Comment by jiggawatts

3 days ago

I've been on this ride about three or four times over decades. Every new major wave of technology takes a surprisingly long time to be adopted, despite advantages that seem obvious to the evangelists.

I had the exact same experience with, for example, rolling out fully virtualized infrastructure (VMware ESXi) when that was a new concept.

The resistance was just incredible!

"That's not secure!" was the most common push-back, despite all evidence being that VM-level isolation combined with VLANs was much better isolation than huge consolidated servers running dozens of apps.

"It's slower!" was another common complaint, pointing at the 20% overheads that were the norm at the time (before CPU hardware offload features such as nested page tables). Sure, sure, in benchmarks, but in practice putting a small VM on a big host meant that it inherited the fast network and fibre adapters and hence could burst far above the performance you'd get from a low end "pizza box" with a pair of mechanical drives in a RAID10.

I see the same kind of naive, uninformed push-back against AI. And that's from people that are at least aware of it. I regularly talk to developers that have never even heard of tools like Codex, Gemini CLI, or whatever! This just hasn't percolated through the wider industry to the level that it has in Silicon Valley.

Speaking of security, the scenarios are oddly similar. Sure, prompt injection is a thing, but modern LLMs are vastly "more secure" in a certain sense than traditional solutions.

Consider Data Loss Prevention (DLP) policy engines. Most use nothing more than simple regular expression patterns looking for things like credit card numbers, social security numbers, etc... Similarly, there are policy engines that look for swearwords, internal project code names being sent to third-parties, etc...

All of those are trivially bypassed even by accident! Simply screenshot a spreadsheet and attach the PNG. Swear at the customer in a language other than English. Put spaces in between the characters in each s w e a r word. Whatever.

None of those tricks work against a modern AI. Even if you very carefully phrase a hurtful statement while avoiding the banned word list, the AI will know that's hurtful and flag it.
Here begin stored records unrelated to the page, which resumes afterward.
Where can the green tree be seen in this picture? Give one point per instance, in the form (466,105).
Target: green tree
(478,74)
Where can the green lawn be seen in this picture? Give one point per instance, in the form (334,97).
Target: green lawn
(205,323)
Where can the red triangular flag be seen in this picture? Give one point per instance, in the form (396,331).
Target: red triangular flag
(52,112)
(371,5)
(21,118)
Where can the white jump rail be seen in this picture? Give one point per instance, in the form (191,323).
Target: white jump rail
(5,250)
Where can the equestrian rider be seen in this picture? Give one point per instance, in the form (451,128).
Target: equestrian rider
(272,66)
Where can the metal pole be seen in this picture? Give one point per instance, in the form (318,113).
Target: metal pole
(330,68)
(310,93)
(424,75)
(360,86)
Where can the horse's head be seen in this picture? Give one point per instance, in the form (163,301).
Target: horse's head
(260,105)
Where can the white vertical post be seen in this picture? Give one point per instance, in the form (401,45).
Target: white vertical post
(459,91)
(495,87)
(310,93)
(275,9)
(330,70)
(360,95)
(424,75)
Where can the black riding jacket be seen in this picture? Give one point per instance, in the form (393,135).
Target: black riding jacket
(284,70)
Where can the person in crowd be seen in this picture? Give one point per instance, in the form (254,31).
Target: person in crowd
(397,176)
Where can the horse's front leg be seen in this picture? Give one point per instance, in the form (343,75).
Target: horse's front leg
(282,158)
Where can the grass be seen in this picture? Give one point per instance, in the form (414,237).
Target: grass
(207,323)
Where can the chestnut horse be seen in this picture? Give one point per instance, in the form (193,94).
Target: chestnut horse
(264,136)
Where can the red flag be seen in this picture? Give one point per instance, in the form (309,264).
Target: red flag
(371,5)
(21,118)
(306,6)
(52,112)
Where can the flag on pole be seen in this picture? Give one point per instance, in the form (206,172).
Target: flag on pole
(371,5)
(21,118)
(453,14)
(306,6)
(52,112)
Even if you use an obscure language. Even if you embed it into a meme picture. It doesn't matter, it'll flag it!

This is a true step change in capability.

It'll take a while for people to be dragged into the future, kicking and screaming the whole way there.

Would you trust an LLM to recognize a credit card number more reliably than a regular expression can?

  • You're not forced to use only an LLM for data loss prevention! You can combine it with regex. You can also feed the output of the regex matches to the LLM as extra "context".

    Similarly, I was just flipping through the SQL Server 2025 docs on vector indexes. One of their demos was a "hybrid" search that combined exact text match with semantic vector embedding proximity match.